Sunglasses

I can remember a conversation I had with my friend on the playground at primary school about the power of eyes. She said confidently that eyes were the key to people's souls, which is why you should never look a stranger straight in the eye because then they would know what you were thinking and feeling and would subsequently attack you. Now I am well aware that this conversation was accompanied with a heavy dose of ignorance, stranger-danger and an obsession with telling each other scary stories, so I can say with absolutely certainty that I don't believe that eyes are the keys to people souls. I do, however, believe that our eyes reveal a lot about ourselves. They have different outfits for exhaustion, fear, love, sadness, sometimes they clothe themselves in tear juice and other times they sparkle with health and happiness. I love eyes, they are my favourite feature to draw and they are often, in my opinion, the crowning glory of a person's face.

For most of my life I have been addicted to sunglasses. Even as a toddler I would wear them constantly. My friends will tell you that I am rarely without my aviators and I will wear sunglasses for as long as it is acceptable (late spring to early autumn) I LOVE THEM. I love them because they instantly up my cool factor, they hide my naked, make-up-less eyes, they allow me to indulge in people watching without drawing attention to myself and they often save me from conversations I really don't want to have. In the past few weeks my sunglasses have done more than improve my appearance, they have hidden my tears and my bloodshot eyes. Two days after Annie's death I was drinking coffee in my favourite coffee house, Santa Fe and I suddenly burst into tears, everyone immediately started staring at me and I was able to whip out my glasses, shove them on my face and hurry out the door.
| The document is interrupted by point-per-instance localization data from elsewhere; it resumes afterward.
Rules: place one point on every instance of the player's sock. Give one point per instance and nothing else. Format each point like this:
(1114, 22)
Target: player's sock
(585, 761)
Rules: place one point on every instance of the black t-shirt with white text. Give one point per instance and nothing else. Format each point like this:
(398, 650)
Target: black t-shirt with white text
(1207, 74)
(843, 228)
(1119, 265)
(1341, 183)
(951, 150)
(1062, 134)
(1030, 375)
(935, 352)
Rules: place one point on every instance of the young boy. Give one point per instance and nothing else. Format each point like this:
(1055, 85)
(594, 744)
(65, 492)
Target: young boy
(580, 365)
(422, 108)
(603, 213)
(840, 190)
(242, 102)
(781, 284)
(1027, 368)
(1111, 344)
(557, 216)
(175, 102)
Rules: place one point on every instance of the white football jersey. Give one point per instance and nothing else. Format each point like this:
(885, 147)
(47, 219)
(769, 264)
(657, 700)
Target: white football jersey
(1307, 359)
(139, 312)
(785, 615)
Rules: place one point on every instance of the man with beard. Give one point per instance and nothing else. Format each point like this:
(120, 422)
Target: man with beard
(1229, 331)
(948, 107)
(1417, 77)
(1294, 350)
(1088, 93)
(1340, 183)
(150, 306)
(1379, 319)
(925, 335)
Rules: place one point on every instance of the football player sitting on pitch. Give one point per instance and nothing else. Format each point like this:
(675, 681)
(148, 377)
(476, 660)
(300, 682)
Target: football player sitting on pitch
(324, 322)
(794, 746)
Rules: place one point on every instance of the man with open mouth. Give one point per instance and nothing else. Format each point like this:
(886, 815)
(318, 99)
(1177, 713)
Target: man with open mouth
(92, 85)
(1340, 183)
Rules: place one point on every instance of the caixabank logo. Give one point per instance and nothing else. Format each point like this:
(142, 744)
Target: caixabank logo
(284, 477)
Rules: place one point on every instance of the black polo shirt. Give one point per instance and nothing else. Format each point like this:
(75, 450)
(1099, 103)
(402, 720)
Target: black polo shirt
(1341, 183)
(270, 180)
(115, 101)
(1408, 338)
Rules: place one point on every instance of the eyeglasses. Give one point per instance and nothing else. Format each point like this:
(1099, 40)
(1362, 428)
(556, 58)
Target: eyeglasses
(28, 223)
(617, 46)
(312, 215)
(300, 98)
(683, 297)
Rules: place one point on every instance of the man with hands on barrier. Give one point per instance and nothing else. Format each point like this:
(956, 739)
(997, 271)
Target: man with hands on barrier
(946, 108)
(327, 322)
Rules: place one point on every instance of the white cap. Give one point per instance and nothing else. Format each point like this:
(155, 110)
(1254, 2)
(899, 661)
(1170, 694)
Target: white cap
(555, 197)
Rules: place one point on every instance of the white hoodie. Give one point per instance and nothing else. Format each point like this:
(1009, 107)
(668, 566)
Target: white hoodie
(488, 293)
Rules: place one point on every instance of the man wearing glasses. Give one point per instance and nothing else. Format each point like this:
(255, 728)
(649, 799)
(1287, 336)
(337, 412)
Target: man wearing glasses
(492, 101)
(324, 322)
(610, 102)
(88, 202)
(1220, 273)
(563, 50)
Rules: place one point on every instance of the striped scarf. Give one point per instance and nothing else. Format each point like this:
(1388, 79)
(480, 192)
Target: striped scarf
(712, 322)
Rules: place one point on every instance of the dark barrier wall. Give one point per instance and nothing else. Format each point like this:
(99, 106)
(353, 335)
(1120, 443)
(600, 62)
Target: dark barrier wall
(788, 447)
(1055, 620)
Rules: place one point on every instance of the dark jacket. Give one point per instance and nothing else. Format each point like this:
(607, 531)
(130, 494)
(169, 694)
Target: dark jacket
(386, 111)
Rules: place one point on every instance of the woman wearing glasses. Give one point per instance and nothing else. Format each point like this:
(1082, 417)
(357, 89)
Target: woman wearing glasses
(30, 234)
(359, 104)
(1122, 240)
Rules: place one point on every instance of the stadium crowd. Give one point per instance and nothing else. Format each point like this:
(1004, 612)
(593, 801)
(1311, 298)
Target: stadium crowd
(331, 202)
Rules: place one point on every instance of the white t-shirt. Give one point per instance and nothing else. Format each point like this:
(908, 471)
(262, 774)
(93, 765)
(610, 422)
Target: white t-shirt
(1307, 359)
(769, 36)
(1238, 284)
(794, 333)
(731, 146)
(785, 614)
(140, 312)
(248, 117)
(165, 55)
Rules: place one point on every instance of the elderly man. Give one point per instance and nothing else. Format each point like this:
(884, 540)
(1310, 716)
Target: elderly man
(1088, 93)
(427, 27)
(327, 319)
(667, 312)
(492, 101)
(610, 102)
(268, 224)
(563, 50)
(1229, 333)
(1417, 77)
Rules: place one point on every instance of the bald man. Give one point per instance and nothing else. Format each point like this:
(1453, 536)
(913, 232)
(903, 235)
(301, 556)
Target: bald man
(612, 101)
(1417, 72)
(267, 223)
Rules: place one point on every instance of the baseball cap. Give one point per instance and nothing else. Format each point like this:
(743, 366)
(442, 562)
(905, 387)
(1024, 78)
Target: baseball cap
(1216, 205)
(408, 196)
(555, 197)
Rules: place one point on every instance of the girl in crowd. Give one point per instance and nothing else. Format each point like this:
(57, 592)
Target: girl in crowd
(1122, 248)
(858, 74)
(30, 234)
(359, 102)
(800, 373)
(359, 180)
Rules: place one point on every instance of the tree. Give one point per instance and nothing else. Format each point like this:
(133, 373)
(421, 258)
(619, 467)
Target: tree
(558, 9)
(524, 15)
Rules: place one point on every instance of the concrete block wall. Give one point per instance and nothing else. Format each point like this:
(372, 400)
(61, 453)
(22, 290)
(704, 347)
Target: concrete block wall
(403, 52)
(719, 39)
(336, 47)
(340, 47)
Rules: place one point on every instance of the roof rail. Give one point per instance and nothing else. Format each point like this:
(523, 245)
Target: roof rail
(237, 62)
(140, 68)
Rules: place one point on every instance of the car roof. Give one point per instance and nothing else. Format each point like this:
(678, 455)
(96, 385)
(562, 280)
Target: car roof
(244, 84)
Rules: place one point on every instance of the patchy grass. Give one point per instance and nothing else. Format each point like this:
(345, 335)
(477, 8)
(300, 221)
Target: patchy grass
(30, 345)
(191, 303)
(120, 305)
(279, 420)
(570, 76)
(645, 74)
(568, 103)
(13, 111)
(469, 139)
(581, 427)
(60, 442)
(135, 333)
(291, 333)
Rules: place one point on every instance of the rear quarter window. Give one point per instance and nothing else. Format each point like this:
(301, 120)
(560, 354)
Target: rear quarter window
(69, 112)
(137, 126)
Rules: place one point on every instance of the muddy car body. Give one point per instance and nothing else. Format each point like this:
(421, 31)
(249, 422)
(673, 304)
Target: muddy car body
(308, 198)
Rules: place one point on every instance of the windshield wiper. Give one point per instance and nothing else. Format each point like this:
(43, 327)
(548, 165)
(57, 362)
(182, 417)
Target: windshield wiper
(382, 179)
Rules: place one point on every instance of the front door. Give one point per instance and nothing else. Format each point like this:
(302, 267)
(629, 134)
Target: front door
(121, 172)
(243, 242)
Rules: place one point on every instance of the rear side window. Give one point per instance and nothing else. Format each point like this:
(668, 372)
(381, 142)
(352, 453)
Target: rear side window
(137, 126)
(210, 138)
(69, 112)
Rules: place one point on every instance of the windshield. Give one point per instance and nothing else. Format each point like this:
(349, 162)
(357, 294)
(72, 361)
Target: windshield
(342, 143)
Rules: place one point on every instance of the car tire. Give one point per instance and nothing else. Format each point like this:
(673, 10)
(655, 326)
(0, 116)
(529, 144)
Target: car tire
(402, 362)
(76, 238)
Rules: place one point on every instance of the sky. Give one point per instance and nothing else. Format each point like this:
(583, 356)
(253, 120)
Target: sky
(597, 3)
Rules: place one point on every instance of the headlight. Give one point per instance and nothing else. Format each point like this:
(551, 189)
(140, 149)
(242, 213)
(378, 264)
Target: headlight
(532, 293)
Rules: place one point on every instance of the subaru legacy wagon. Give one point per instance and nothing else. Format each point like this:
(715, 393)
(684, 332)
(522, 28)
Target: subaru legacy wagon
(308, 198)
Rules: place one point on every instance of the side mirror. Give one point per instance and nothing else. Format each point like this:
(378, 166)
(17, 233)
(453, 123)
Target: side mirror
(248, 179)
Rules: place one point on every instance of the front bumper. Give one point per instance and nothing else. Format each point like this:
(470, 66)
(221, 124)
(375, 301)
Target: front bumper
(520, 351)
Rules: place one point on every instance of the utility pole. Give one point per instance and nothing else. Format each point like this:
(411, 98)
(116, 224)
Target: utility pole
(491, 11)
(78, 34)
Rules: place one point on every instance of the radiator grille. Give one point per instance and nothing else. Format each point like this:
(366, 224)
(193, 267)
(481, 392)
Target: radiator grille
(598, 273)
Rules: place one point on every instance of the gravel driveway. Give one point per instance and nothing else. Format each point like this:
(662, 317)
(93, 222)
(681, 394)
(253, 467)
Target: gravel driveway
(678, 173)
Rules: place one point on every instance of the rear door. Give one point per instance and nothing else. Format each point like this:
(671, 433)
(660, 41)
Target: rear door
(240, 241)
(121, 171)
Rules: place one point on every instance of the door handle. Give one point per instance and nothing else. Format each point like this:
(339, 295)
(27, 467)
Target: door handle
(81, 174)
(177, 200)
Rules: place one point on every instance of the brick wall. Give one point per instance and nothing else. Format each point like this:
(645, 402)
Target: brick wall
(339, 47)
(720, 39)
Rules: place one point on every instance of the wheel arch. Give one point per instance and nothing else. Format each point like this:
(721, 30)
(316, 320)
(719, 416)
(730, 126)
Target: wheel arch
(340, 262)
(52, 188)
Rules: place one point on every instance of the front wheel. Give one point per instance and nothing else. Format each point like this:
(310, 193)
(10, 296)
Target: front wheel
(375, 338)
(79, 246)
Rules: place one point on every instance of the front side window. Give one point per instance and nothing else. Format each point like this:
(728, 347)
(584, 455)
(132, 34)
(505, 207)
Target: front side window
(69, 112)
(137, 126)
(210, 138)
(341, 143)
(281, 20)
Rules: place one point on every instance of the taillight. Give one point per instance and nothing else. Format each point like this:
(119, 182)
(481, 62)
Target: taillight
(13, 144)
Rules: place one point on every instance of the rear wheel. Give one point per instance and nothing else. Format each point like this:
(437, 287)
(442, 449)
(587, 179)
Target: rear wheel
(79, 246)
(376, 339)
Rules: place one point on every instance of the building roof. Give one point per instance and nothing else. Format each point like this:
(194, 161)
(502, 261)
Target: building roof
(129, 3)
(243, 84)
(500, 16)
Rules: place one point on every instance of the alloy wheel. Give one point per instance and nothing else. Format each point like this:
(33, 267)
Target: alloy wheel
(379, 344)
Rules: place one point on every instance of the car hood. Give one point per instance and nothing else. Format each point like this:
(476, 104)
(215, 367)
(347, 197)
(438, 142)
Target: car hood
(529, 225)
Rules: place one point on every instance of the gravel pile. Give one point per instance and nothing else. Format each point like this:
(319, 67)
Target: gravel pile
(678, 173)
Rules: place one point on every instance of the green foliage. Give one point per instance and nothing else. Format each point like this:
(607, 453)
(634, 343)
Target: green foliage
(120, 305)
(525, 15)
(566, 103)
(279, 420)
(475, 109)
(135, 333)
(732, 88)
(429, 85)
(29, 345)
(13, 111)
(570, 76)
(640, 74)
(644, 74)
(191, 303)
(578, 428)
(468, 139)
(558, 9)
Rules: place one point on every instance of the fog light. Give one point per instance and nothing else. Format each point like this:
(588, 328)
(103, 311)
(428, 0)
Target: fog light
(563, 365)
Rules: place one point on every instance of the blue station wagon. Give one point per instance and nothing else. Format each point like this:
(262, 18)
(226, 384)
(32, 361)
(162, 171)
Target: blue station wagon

I walked past many people on the way home and, thanks to my sunglasses, not one of them noticed my pain.

On the morning of Annie's funeral I met Laura in Starbucks. I love Laura for her brutal honesty, she is always ready to listen and to slap me in to shape. That morning she challenged me to remove my metaphorical sunglasses and to be real about my emotions. She reminded me that there is no fast-track card out of grief, that it's a long, painful process and your condition only improves if you make a visit at every stop along the way. Last night I couldn't sleep, so I read through my journal. I was reminded of my conversation with Laura and was convicted about hiding my tears on the way to work that morning with my sunglasses. The truth is I am frightened of showing people my eyes, because it makes me feel naked and vulnerable. I don't want people to see me cry, I don't want to be seen as someone who wallows in their misery, I want to appear happy and together.

But I'm not. Tonight as I write this, I feel completely alone. There is no potential somebody, I have no feelings for anybody, Annie is no longer here and Laura is miles and miles away. There is no one whose image in my daydreams brings comfort and hope. There is just me and my passions tossing and turning in the darkness. Tonight I cling white-kuncked to the only three things that remain once everything has been stripped away: FAITH, LOVE AND HOPE. Faith in an eternal, loving, omnipresent God, love for my friends, family, life and hope for my future. Even though I sit typing this is the cosy solitude of my bedroom, my edges sanded down with my raw emotions so that I am now a circle trying to feel at home in a square, I know that I'm going to be okay. Sometimes I just need to remove the sunglasses and be honest with myself and the people around me.